Ron Bert said:
Hi Simon, thanks for your pleasant correspondence. I did review the link you supplied and though much surpasses my abilities, the information concerning black holes was very useful for myself and all who would be interested. Might I inquire of you a few questions as I hope you have the ability to respond appropriately, and it would help clarify my understanding.
Just quickly - the link I gave you is a good starting place, you can google the bits that you don't understand.
Do I understand correctly that you believe that there is no actual singularity, as it is only a theoretical construct?
I know for a fact that it is an artifact of the model being used ... the same way I know the model spitfire hanging from the ceiling is made of plastic. There is no reason to suppose that the models we use are accurate in absolutely every detail so we have to be careful about how far we take them.
Do you believe there is no point without mass inside the black hole?

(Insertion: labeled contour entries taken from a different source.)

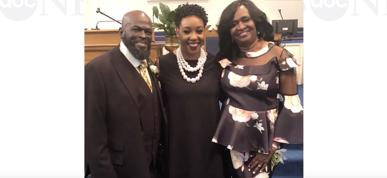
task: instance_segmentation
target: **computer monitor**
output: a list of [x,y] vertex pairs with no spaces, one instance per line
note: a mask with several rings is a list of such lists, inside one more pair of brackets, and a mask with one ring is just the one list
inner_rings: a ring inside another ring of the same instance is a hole
[[298,20],[272,20],[272,25],[274,27],[273,33],[282,34],[283,40],[287,40],[288,38],[297,37]]

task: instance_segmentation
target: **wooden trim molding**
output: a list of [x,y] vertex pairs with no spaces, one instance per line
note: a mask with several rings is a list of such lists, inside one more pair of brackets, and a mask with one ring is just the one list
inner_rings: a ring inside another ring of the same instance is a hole
[[111,49],[118,45],[118,44],[85,45],[85,51],[107,51]]

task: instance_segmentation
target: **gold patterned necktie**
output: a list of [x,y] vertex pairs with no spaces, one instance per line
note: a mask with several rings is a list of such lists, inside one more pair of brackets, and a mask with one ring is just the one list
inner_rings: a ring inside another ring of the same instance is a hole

When the observer is closer than the Schwarzschild radius, there is no reason to believe that anything much will be different. But there is also no reason to believe that all the mass/energy is physically compressed to zero size either.
Am I correct in assuming that black holes maintain different diameters in relation to the event horizon and that they can grow and shrink?
"maintain"?
It is reasonable to expect that the collapsed body within the event horizon has a different diameter to the horizon if that is what you mean.
However, you have to be careful with such glib statements - a lot of our intuitive concepts don't mean anything in these sorts of geometries.
If singularities exist, are not all singularities universally equivalent?
No. No more than all infinities being the same.
Could you elaborate on the map verses the territory?
"The map is not the territory."
-- Alfred Korzybski (Science and Sanity, 1933, p. 747–61)
The map–territory relation describes the relationship between an object and a representation of that object, as in the relation between a geographical territory and a map of it. "The map is not the territory", encapsulates the view that an abstraction derived from something, or a reaction to it, is not the thing itself. Many people do confuse maps with territories, that is, confuse models of reality with reality itself.
"I pointed the Way and you fell down on your knees and worshipped my finger."
-- Malaclypse the Elder (Principia Discordia)
In this case the Einstein relations for gravitation are the map.
Insisting on the physical reality for any result of these relations without checking them is to confuse the map for the territory. The map is always provisional.